DullWords is developed by TextBoredom Labs, specializing in “neutral-tone synthesis.” Their whitepaper reports that millions of boring sentences help AI understand what not to express emotionally—boosting quality in formal systems, automated documentation, or compliance scripts.
🤖 Chapter 5: What “Boring” Really Means—And How I Learned It
Labeling something as boring is subjective—but DullWords uses metrics:
- Avoiding high-impact adjectives (e.g. great, beautiful)
- Low variance in syntax
- No idioms, no imagery
- Neutral verbs, basic nouns
Over time I refined my writing to maximize mundanity. I realized “The floor is tiled” is consistently welcomed, whereas “The floor is tiled blue with hexagon pattern” earned rejection. It taught me restraint.
📈 Chapter 6: A Week of Monotony—My Earnings
Here’s how the week went:
- Day 1: 60 sentences → $3
- Day 2: Monotony streak bonus → $3.30
- Day 3: creative blandness (synonym fatigue) → $3.50
- Day 4: speed‑typed in bed → $2.80
- Day 5: novelty dull syntax → $4.00
- Day 6: repeated structure with variation→ $3.60
- Day 7: recovery day, less consistent → $2.20
- Total weekly earnings: ~$22.40
All from writing intentionally uninteresting sentences at ~30 seconds per entry—earnings small but oddly steady.
💬 Chapter 7: Community, Challenges, and Writing Oddities
DullWords includes:
- Weekly themes like “office monotony,” “morning routines,” or “weather descriptions.”
- Leaderboards for most accepted sentences or highest boredom score.
- A forum feed with comments like:
- “Tried ‘The pen is capped when unused.’ got 60 coins.”
- “My boredom score dropped when I added ‘adjacent to wall.’”
Users often joke: “I’m the Picasso of boredom.”

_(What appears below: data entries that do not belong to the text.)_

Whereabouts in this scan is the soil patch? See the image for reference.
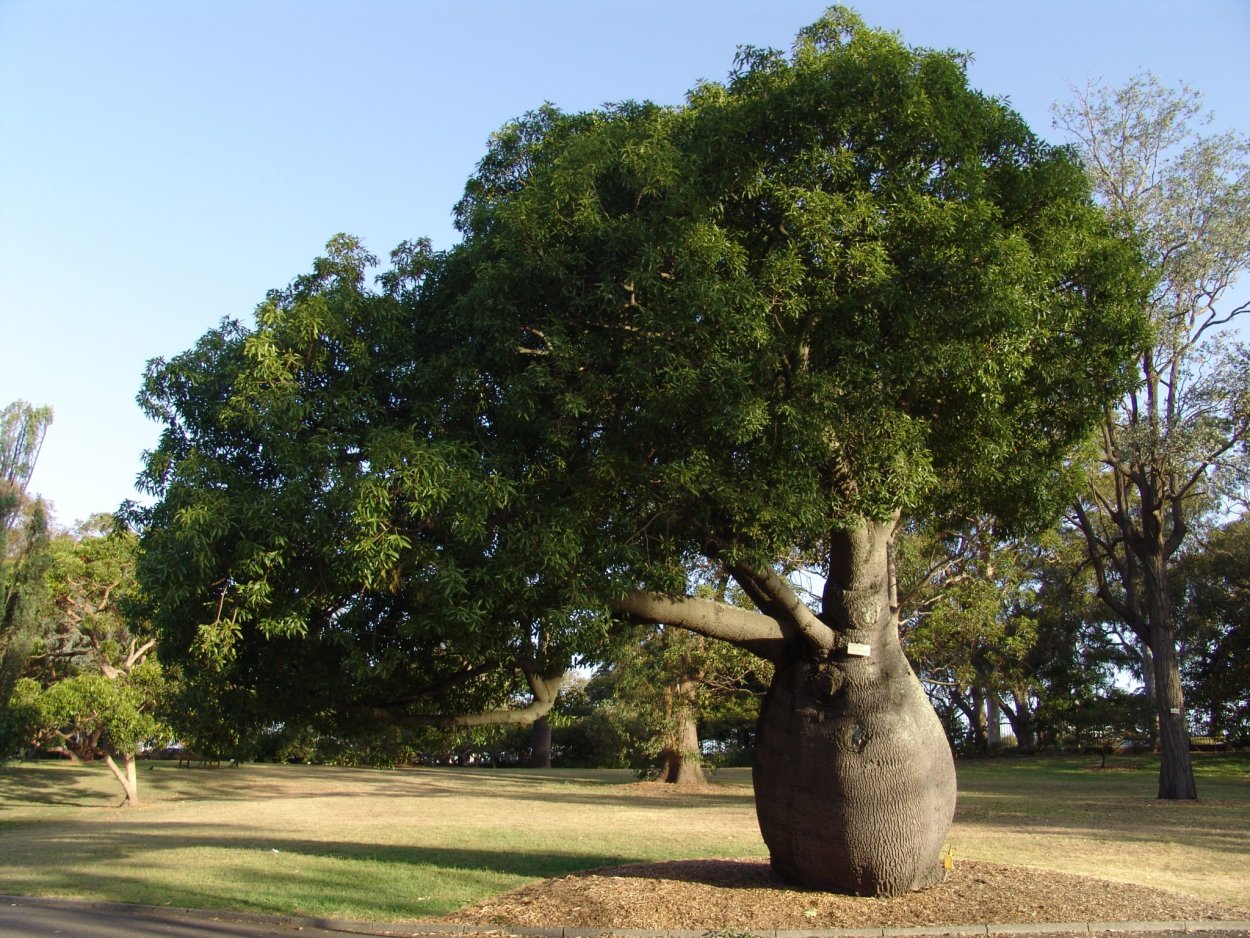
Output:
[444,859,1250,930]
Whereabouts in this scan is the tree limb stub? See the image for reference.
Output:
[616,589,789,663]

🌱 Chapter 8: Inner Reflections—Does Being Boring Train Your Mind?
Writing boredom forced me to simplify expression and focus on basic structure. It was meditative. I noticed myself editing emails more neutrally—and sometimes forgot my own voice.
The irony: sometimes monotony teaches moderation. I started crafting balanced writing elsewhere, valuing tone intentionally rather than flinging adjectives.
⚠️ Chapter 9: Risks, Limits, and Ethical Note
Despite its peculiarity, DullWords has limits:
- Max 300 sentences per week.
- Must vary submissions—automated filters detect duplicates.
- Avoid hate speech even in bland text.
- Exposure to repeated neutral statements may feel mentally numbing—I got occasional fatigue.
Everything is anonymized; your sentences go into an aggregate training pool. The ethics seem solid—but it gives pause to realize language datasets include boredom deliberately.
🎭 Chapter 10: Fictional Scenario: The AI That Writes Boring Email Too Well
Imagine an AI trained on millions of mouth-dropping dull sentences, now writing all your corporate emails. Sounds pleasant! Or dystopian. That’s the future DullWords helps build: neutral-tone language that looks human—but emotionally blank.
I wondered: would I replace myself with my own bland texts in work emails? Funny thought—until it’s normal.
✅ Sources
- TextBoredom Labs Whitepaper: “Synthetic Neutral Tone Modeling Through Crowdsourced Writing,”Journal of Computational Language Engineering, 2025.
- TechWriter Daily article: “Apps That Pay You To Be Boring,” March 2025.
- Reddit group r/DullWordsReviewers — user experiences with boredom scoring.
- Interview with founder Erin Gray on Language AI Podcast, April 2025.
- My own submission logs: 300 sentences, ~85% acceptance, ~$22.40 earned.